(Catatan permenungan menjelang Subuh tiba)
Oleh Usman D. Ganggang*)
Ebiet Gafar Ade, musisi handal itu, Â dengan puitis mengajak kita untuk memahami hidup seutuhnya: / /Perjalanan ini,/terasa sangat menyedihkan/ sayang engkau tak duduk di sampingku kawan/ banyak cerita yang mestinya kau saksikan/di tanah kering bebatuan/ /......//dst.
Iya, begitu unik ini hidup, hingga akhirnya dia berdendang dalam kabar:/Coba kita bertanya kepada rumput yang bergoyang//.Apa maksudnya? Paling kurang menyadarkan kita untuk memahami tujuan hidup ini dan untuk menjawabnya, coba kita melihatnya pada  peristiwa di sekitar kita:
 /Tubuhku bergoncang dihempas bebatuan di perjalanan.../Mengapa di tanahku  terjadi bencana/Alam enggan bersahabat dengan kita/ Bapa ibunya telah lama mati, ditelan bencana tanah ini/ /.Â
Mari kita memaknai perjalanan ini, sekaligus bagaimana sikap kita setelah diperoleh hasil amanatan kita. Setujukah kita dengan perang wacana dengan memanfaatkan senjata olok-olok? Terenyuhkah kita melihat hutan di Riau atau Kalimantan yang kini jadi berita heboh? Dan sejumkah berita-berita lain membuat kita miris. Iya, sekurangnya menjadi musafir "KEONG", (lamban tapi pasti) yang meninggalkan tetesan-tetesan kesejukan dan cinta di dalam hati antarmanusia. Ujung dari introspeksi ini, , kita harus berubah, sepeti kata bijak leluhur,"Ubahlah cara berpikir kita, maka dunia kita berubah".

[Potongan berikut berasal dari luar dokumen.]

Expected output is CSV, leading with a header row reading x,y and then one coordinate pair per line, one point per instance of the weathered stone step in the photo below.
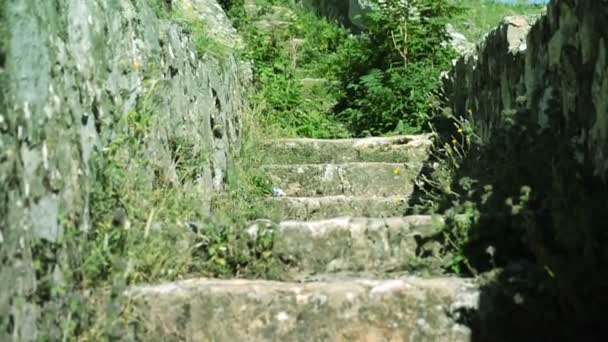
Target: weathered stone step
x,y
400,149
377,179
404,309
351,244
314,208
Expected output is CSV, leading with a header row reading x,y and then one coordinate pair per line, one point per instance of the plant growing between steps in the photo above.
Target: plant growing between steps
x,y
381,81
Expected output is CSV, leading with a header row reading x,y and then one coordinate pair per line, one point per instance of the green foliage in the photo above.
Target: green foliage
x,y
523,194
391,72
162,8
481,16
282,60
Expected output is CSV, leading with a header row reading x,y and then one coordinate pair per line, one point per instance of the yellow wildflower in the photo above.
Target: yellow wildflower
x,y
136,64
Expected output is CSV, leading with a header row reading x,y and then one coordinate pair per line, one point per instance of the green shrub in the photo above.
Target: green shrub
x,y
391,71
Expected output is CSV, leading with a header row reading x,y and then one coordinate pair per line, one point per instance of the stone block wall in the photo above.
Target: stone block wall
x,y
554,67
71,71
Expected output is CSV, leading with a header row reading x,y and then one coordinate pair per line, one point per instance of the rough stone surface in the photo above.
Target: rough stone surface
x,y
400,149
314,208
352,244
74,69
555,68
404,309
356,179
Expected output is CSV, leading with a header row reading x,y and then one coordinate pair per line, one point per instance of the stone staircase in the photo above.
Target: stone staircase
x,y
347,247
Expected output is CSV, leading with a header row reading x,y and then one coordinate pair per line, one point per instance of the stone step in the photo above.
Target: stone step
x,y
403,309
399,149
314,208
351,244
353,179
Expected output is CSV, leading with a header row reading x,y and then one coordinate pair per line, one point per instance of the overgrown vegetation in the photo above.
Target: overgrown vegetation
x,y
313,79
317,79
391,71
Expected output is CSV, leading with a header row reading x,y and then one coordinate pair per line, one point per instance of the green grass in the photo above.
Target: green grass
x,y
481,16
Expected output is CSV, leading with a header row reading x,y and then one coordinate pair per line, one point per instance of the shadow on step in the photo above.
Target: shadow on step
x,y
536,209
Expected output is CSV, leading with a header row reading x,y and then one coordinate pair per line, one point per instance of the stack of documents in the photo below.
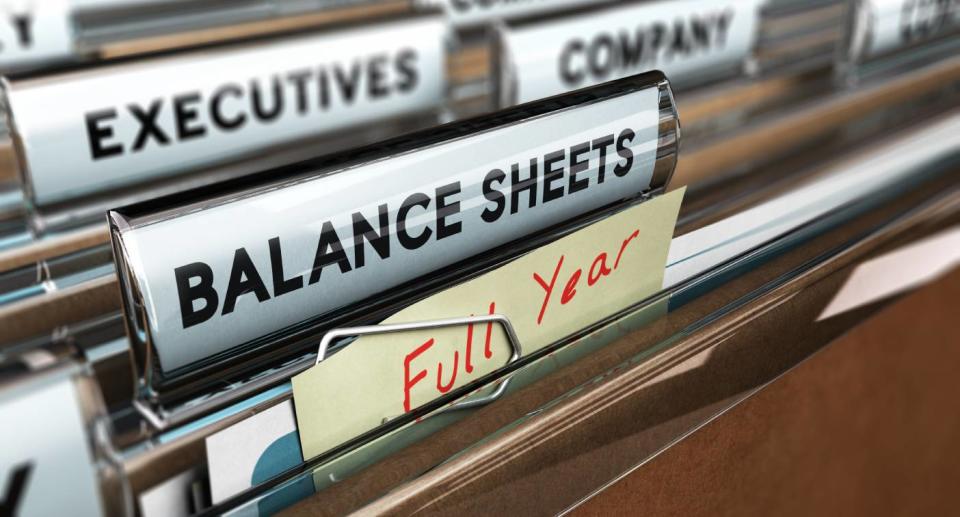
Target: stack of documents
x,y
292,255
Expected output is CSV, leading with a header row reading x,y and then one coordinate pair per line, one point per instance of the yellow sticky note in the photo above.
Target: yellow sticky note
x,y
547,294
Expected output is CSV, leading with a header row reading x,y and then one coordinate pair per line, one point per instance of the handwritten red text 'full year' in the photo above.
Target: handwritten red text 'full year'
x,y
601,265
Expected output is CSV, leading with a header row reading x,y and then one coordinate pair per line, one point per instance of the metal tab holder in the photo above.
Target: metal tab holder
x,y
887,37
63,32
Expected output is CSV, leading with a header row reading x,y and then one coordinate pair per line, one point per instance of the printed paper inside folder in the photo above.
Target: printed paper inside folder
x,y
547,294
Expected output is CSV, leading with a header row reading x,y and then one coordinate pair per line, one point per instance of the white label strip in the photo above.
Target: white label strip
x,y
897,272
683,38
112,126
702,249
266,441
897,23
220,277
46,467
34,31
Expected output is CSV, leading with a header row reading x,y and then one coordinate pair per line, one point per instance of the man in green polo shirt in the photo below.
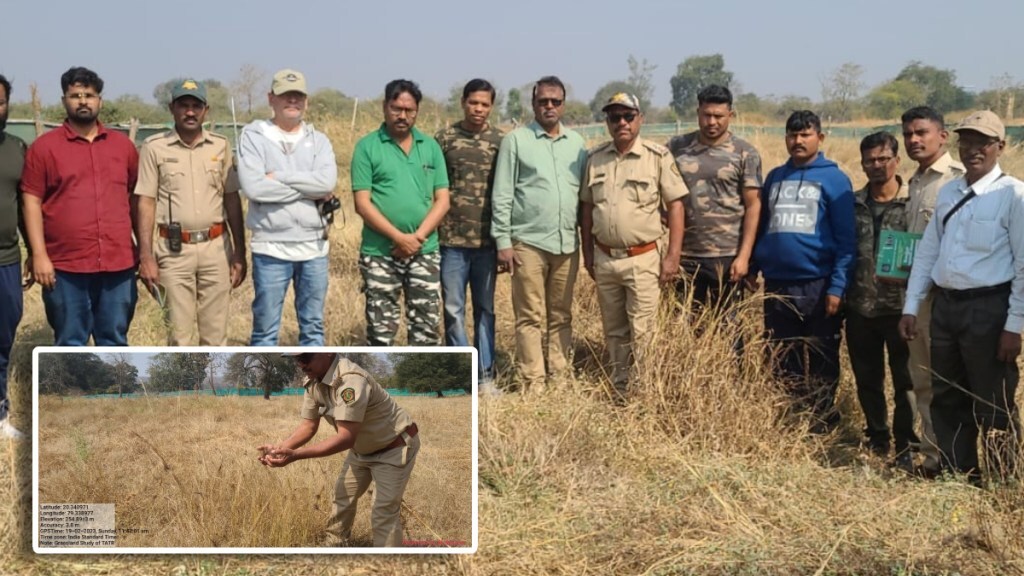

Penulis teringat , sepuluh tahun yang lalu, saya mencegat seorang anak muda, Antoni namanya. Oleh teman-teman-temannya, menyapanya dengan "musafir keong".Menyimak sapaan itu, saya sampai manggut-manggut," Apa-apaan ini?" gerutuku. Ia pasang senyum pada bibirnya. Maklumlah, di samping dia seorang guru muda lagi-lagi guru agama, juga dia seorang guru bahasa Jerman di sebuah lembaga pendidikan swasta. Iya, dia juga ternyata seorang penulis muda yang karya-karyanya tidak bisa dianggap enteng.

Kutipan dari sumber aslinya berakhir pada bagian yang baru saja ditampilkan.